Solaris x86 rootnex warning in syslog

Your probably here because you searched for "x86 rootnex warning" or something like that on google. :-) If so, you came to the right place. I'm including below, a slightly edited heads up message that I sent out when I putback the bug fix related to this warning. It gives some details on the warning.

But first, a little background. Towards the end of s10 development, I fixed a couple of old x86 rootnex bugs. One of these incorrectly passed a dma bind operation instead of failing it. This fix ended up finding a few driver bugs. Since we were getting relatively close to s10 RR, and this was a hard to diagnose problem, I ended up printing a warning when we hit this condition. We found a few 3rd party drivers with sgllen related bugs in Solaris Express after this was fixed.

I heard some folks still occasionally run into this, so I figured I'd put this info out there... Here's the rootnex code in question and here's the original bug.

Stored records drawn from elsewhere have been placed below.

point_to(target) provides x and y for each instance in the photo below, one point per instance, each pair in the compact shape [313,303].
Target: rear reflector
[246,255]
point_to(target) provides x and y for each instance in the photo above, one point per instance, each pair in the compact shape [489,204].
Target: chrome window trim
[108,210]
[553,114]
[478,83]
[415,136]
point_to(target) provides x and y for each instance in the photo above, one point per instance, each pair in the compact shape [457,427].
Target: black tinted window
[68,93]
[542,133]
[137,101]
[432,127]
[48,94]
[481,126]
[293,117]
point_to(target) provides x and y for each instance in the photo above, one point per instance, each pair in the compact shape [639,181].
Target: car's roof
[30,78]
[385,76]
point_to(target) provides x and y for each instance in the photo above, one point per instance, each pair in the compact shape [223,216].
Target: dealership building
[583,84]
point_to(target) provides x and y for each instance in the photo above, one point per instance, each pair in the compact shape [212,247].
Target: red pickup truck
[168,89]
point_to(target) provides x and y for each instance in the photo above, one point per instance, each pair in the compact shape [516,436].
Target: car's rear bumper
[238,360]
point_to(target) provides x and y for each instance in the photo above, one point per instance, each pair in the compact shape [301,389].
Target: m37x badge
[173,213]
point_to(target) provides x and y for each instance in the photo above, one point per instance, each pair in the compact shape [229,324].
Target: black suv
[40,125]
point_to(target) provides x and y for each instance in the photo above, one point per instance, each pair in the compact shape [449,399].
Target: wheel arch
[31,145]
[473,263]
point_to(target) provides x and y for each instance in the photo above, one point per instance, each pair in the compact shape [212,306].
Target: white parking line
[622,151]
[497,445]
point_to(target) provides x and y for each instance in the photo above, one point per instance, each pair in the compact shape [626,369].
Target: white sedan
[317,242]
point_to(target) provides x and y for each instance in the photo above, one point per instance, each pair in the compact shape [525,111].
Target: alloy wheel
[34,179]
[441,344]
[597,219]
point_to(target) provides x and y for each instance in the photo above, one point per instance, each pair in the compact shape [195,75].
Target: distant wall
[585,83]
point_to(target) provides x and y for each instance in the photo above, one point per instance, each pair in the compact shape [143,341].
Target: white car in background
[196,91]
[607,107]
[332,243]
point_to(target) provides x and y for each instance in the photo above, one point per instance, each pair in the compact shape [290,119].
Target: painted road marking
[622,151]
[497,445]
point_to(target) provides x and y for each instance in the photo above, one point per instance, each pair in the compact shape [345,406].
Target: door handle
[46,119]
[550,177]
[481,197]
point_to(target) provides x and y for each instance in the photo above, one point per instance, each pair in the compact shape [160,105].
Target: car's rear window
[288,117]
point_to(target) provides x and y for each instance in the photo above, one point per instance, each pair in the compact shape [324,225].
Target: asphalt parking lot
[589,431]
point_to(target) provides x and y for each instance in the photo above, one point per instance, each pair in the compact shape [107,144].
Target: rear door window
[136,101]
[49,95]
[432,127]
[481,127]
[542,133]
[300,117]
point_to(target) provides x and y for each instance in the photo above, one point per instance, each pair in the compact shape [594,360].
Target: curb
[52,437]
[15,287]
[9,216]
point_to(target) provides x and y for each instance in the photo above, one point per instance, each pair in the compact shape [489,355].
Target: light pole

Below is a slightly edited version of the heads-up that I sent out..


My recent putback of:

(P1) 3001685 ddi: DMA breakup routines do not match DDI specification
     4926500 ddi: x86 DMA breakup with sgllen==1 can give ncookies!=1
     4796610 ddivs_dmae/ddi_check_dma_handle_\* 3 assertions fail due to a product bug

could cause existing buggy drivers which are thought to be functioning
correctly, to start failing.


------------------


 o description of the problem - what's wrong

   The x86 root nexus's ddi_dma_\*_bind_handle() implementation
   can wrongly return more cookies than a driver specifies is
   the maximum that it can handle (when DDI_DMA_PARTIAL is not
   specified). This can be a very serious problem, causing silent
   data corruption. There can be a lot of corner cases depending
   on memory fragmentation, making it difficult to test for.
   Unfortunately, the fix for these bugs also can/has exposed
   minor bugs in existing drivers, which could be hard to identify
   and debug. An example is the elxl driver which specified that
   it could only handle 1 cookie for the tx data buffers, but
   really could handle 2 (and was getting 2 occasionally).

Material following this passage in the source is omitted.